Glossary
Definitions of Key Terms Used in Citizen Renaissance
The Three Seismic Shifts:
All three are described in more detail below.
Consumer: Someone whose life is defined by extrinsic values such as self-focus, selfishness and the acquisition of material goods or image and position. Consumers have lower levels of personal Wellbeing, over-consume and have high concomitant responsibility for damage to our planet.
Citizen: Someone whose intrinsic values include personal growth, emotional intimacy and community involvement. These are also values that determine how happy we are and that tend to lead us away from hyper-consumption and the concomitant damage to the planet, towards more meaningful sources of fulfilment.
Citizen Renaissance: A resurgent and active Citizenship – fuelled by the three seismic shifts of our time – where people, companies and governments will have to work to higher, more responsible and more far-seeing ethical standards.
Digital Democracy: The democratisation of opinion, action and communication thanks to the internet. In today’s world, a ‘person like me’ has just as much – if not more – ability to be heard as any so-called expert or influencer. The power of the collective is faster and more influential than ever before, and demands accountability and transparency of institutions and leaders.
Needs, Means and Wants:
- Needs: What we actually ‘need’ to make us happy, fulfilled people.

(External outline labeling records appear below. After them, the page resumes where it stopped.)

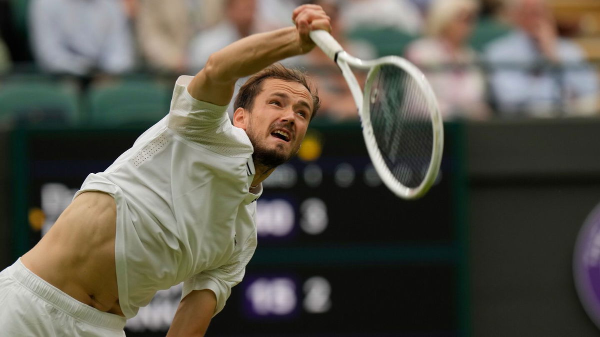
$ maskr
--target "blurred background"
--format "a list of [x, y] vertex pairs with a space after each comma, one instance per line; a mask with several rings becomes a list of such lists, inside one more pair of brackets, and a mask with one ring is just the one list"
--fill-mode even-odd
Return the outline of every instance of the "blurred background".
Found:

- Wants: What we desire, but don’t actually ‘need’. These desires have often been created by advertising and fuelled by aspiration and envy.
- Means: The amount of the planet’s resources we can safely afford to rely on to meet those needs. The requisite health of an ecosystem relative to that social objective.

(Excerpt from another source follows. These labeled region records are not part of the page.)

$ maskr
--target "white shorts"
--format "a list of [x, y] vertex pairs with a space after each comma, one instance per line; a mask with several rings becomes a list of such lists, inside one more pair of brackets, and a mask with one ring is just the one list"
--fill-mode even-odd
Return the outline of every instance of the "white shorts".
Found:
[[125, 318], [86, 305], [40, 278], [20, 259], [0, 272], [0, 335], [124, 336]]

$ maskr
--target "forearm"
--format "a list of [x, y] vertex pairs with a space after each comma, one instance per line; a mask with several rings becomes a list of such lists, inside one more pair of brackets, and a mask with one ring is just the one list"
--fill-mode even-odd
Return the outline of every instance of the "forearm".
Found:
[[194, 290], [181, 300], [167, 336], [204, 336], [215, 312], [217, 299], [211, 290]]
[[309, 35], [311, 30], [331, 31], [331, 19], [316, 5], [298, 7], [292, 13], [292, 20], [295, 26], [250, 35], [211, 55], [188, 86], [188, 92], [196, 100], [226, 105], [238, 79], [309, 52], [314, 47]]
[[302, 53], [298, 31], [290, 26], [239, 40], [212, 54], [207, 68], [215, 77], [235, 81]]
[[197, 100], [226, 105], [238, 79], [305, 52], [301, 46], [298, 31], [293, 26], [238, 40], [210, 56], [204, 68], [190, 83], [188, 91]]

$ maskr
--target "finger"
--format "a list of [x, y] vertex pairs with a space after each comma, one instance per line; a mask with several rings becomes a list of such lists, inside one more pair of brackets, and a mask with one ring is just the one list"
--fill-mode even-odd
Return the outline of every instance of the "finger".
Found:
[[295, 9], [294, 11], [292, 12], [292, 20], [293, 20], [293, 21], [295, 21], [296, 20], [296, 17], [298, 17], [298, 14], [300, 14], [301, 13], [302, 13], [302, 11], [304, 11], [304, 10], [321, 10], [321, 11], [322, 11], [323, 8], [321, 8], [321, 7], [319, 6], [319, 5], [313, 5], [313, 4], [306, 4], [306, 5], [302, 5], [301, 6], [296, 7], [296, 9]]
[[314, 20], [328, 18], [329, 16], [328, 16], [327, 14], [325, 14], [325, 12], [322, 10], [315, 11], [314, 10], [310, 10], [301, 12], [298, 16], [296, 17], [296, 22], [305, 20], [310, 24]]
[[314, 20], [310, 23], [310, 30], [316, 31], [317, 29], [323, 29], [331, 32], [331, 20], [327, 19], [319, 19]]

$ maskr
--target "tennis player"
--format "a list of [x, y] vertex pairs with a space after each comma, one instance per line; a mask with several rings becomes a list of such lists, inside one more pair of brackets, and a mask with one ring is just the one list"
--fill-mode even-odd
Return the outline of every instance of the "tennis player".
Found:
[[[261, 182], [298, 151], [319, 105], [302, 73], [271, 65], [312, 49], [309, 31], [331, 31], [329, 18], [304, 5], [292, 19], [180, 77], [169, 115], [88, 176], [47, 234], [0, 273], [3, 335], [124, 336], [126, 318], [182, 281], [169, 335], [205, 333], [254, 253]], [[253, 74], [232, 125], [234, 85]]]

The Perfect Storm: The Perfect Storm speaks to more than climate change, the increase in global temperatures and the melting of ice-caps. It covers multiple and associated ills – not least the alarming increase in levels of scarcity from foods to fuels, and the growing social inequalities which are leading not just to injustice but also to local, regional and, potentially, global conflict.

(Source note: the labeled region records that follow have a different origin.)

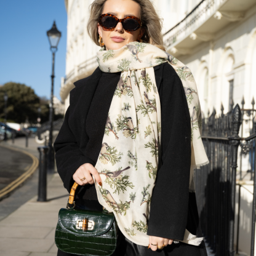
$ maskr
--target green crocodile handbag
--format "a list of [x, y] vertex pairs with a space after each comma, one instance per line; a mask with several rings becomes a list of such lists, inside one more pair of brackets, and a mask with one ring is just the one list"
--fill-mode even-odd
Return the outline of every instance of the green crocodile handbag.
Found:
[[72, 186], [66, 209], [58, 212], [55, 241], [57, 247], [69, 254], [90, 256], [109, 256], [116, 249], [118, 227], [114, 215], [106, 210], [92, 211], [74, 209]]

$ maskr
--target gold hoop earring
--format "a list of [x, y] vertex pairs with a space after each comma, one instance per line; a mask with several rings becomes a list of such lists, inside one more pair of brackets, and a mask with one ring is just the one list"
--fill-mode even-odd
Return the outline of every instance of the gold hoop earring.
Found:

Public Engagement: The new Tripartite Contract between Business, Politics and Citizenship. A forum for constructive dialogue and the principal model for the Communications company of the future.
Wellbeing Economy: An economy driven by Ecological Economics – not GDP – and tuned into maximising the Wellbeing of society, now and in the future.
Wellbeing Imperative: The need for Wellbeing in the face of falling happiness. The emergence of a resurgent Citizenship away from a world driven by high-consumption and relative-materialism.